Perkins has argued that “homosexual men are more likely to abuse children than straight men.” He believes that the Bible commands Christians to kill gay people and has urged his followers to pray against any expansion of LGBTQ civil rights.
Ryan Bangert, senior vice president of strategic initiatives for the anti-LGBTQ legal advocacy group Alliance Defending Freedom (ADF) wrote, “This dangerously cynical and completely unnecessary bill is a direct attack on the First Amendment…. It undermines religious freedom everywhere and exposes Americans throughout the country to predatory lawsuits by activists seeking to use the threat of litigation to silence debate and exclude people of faith from the public square.”
The ADF said that the Senate version of the bill should’ve allowed Republican amendments that would’ve carved out religious exceptions in order to provide legal protections for religion-based anti-LGBTQ discrimination. The ADF regularly files lawsuits against LGBTQ civil rights legislation.
In a misleading Wednesday morning tweet, Sen. Ted Cruz (R-Texas) wrote, “Not only does the so-called Respect for Marriage Act open the door for a weaponized IRS to target religious non-profits, but it will start a race to the bottom, forcing the most extreme marriage laws from any state onto every other state.”
Twenty U.S. states currently allow children of any age to be married to adults. Texas, Cruz’s home state, allows emancipated minors age 16 and up to get married. The RFMA doesn’t change this fact since the age of marriage is set by state law.

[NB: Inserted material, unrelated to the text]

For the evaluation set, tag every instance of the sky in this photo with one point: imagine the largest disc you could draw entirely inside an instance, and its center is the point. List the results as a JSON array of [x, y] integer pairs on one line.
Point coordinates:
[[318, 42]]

It’s not clear how religious non-profits will be targeted since the law doesn’t even mention the IRS.
Sen. James Lankford (R-OK), who voted against the bill, said, “What it really does is silences any individual who may disagree and discourages any faith-based entity from cooperating with government, to be able to say, if you want to partner with the state in any area, you probably aren’t welcome because you don’t share the same beliefs.”
The RFMA will not end the First Amendment.
Rep. Chip Roy (R-TX) wrote, “The entire @HouseGOP should vote ‘no’ on a bill that demonstrably exposes Americans to persecution for closely held religious beliefs, in addition to attacking marriage. #StandUpForAmerica.”
On Wednesday, the Heritage Foundation, which spent $1.3 million on ads attacking the RFMA over Thanksgiving weekend, retweeted several messages, including one referring to the supportive Republican senators as “losers” and one that claims the RFMA offers “no meaningful protections for our first freedom.”
Noelle Garnier of National Religious Broadcasters wrote, “As Christians we believe that the family and marriage are the bedrock of a strong society. It’s heartbreaking to see so many lawmakers agree and concur that the traditional view of marriage and family has no place in U.S. policy.”
The RFMA would officially repeal the Defense of Marriage Act (DOMA), the 1996 law that forbade the federal government from legally recognizing same-sex marriages. In its place, the act would require the federal and state governments to recognize same-sex marriages as long as they occur in states where they are legal. If any state refuses to recognize such marriages, the act says, the spouses can sue.
Despite these right-wingers’ worries, a revised version of the bill submitted earlier this month guarantees to uphold all “religious liberty and conscience protections” currently defined by federal law. It states that no individual or group will be forced to “solemnize” same-sex marriages and that the legislation will threaten no individual or group’s tax-exempt status.